Some criticize Bitcoin treasuries for not representing the spirit of Bitcoin, while others emphasize the troubled past of Bitcoin treasury frontmen.

For instance, MicroStrategy had a questionable episode during the dot-com bubble era, whereas the company restated its profits, resulting in losses for the investors. The SEC accused the company of fraud.

At the time, Saylor spoke about his plans to donate $100 million to the Internet university that will provide “free education for everyone on earth, forever.”

This kind of evangelism may sound familiar to those who follow Saylor’s modern-day speeches, while he is more grounded when dealing with Bitcoin.

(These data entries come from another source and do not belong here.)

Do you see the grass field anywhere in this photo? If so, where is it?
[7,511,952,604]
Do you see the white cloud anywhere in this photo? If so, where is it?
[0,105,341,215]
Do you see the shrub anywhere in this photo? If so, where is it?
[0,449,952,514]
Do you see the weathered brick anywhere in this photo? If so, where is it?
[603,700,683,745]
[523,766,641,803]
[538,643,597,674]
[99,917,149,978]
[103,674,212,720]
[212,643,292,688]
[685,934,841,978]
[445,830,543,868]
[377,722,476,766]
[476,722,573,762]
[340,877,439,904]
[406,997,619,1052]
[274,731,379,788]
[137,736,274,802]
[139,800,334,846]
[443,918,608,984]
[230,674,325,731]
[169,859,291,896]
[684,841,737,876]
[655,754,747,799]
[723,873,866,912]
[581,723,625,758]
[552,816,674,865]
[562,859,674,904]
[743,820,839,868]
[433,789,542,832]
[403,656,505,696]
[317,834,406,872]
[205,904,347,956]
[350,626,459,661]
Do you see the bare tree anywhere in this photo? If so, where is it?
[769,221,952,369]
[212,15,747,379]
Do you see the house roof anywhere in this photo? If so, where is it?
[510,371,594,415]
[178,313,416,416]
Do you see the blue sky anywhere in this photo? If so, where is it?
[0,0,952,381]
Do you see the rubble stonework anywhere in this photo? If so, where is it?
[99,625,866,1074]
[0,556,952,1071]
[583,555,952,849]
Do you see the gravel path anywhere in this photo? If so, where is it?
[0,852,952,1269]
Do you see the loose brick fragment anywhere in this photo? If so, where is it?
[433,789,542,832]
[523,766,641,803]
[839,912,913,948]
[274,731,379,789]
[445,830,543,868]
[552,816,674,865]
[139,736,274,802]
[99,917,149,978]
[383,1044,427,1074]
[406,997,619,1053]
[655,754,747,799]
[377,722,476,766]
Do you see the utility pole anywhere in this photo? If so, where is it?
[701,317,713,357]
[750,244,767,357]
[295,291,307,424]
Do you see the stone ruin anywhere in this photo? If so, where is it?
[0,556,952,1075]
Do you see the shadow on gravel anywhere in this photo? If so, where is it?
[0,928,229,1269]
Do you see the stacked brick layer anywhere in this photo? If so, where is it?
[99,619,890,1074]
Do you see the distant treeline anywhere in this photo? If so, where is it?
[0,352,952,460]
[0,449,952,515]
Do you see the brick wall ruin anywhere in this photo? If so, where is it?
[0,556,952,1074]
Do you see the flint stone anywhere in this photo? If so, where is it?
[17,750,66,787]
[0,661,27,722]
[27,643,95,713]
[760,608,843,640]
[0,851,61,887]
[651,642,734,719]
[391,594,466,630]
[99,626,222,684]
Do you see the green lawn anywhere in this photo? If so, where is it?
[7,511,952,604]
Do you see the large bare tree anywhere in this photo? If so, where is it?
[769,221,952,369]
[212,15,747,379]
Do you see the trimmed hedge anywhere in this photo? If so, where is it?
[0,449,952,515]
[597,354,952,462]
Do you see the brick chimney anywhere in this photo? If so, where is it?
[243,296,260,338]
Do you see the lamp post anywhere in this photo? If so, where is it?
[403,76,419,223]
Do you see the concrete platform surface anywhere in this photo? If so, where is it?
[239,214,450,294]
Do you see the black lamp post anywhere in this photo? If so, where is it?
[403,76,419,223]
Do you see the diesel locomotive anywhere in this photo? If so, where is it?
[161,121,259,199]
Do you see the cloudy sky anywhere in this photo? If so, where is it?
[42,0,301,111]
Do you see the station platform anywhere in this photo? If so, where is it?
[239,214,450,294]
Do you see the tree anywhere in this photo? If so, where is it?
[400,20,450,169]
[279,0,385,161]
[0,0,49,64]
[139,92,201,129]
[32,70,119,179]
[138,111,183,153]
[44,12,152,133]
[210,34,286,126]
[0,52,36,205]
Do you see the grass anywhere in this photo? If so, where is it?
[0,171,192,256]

For some, Pompliano is an ambiguous candidate for helming the new mighty Bitcoin treasury. While Pompliano is a well-known and recognizable Bitcoin advocate, some remember his involvement in promoting fraudster crypto exchange FTX and its associated platform, BlockFi.

Collapses of these platforms were painful not only for its users but also impacted the entire crypto sector, crashing the market and infusing cryptocurrency distrust among the community outsiders and, more importantly, regulators.

Some Bitcoin owners watch the performance of the treasury company’s stocks or ETFs and sell their bitcoins to buy these assets, hoping for quicker gains.

Adam Back, a Blockstream CEO and the only person whose work is referenced in the Bitcoin whitepaper urged his followers not to sell their bitcoins to buy ETFs or similar assets as they won’t be able to buy them back.

The same person urging us not to sell bitcoins, Adam Back, explained that Bitcoin treasuries “are bringing forward the Bitcoin adoption curve.”

Back pointed out that most people don’t have money and opportunities to acquire Bitcoin. In contrast, public companies have these opportunities to raise capital by selling their shares or vice versa.

These companies don’t need free money to invest in Bitcoin as they can buy Bitcoin in advance and pay for it years later. “They are basically an arbitrage between the fiat [monetary system] and the hyper-bitcoinized future.”

A more mainstream explanation is that shares and ETFs are easier to deal with for institutional investors than Bitcoin.

So they don’t have to worry about the Bitcoin legal status and lack of the company around it. Instead, they can deal with a public company that offers some guarantees and is traded just like other public companies while exposing clients to the Bitcoin price appreciation.

Generally speaking, these treasuries are helping TradFi traders and investors to benefit from Bitcoin’s long-term price appreciation without having to deal with Bitcoin.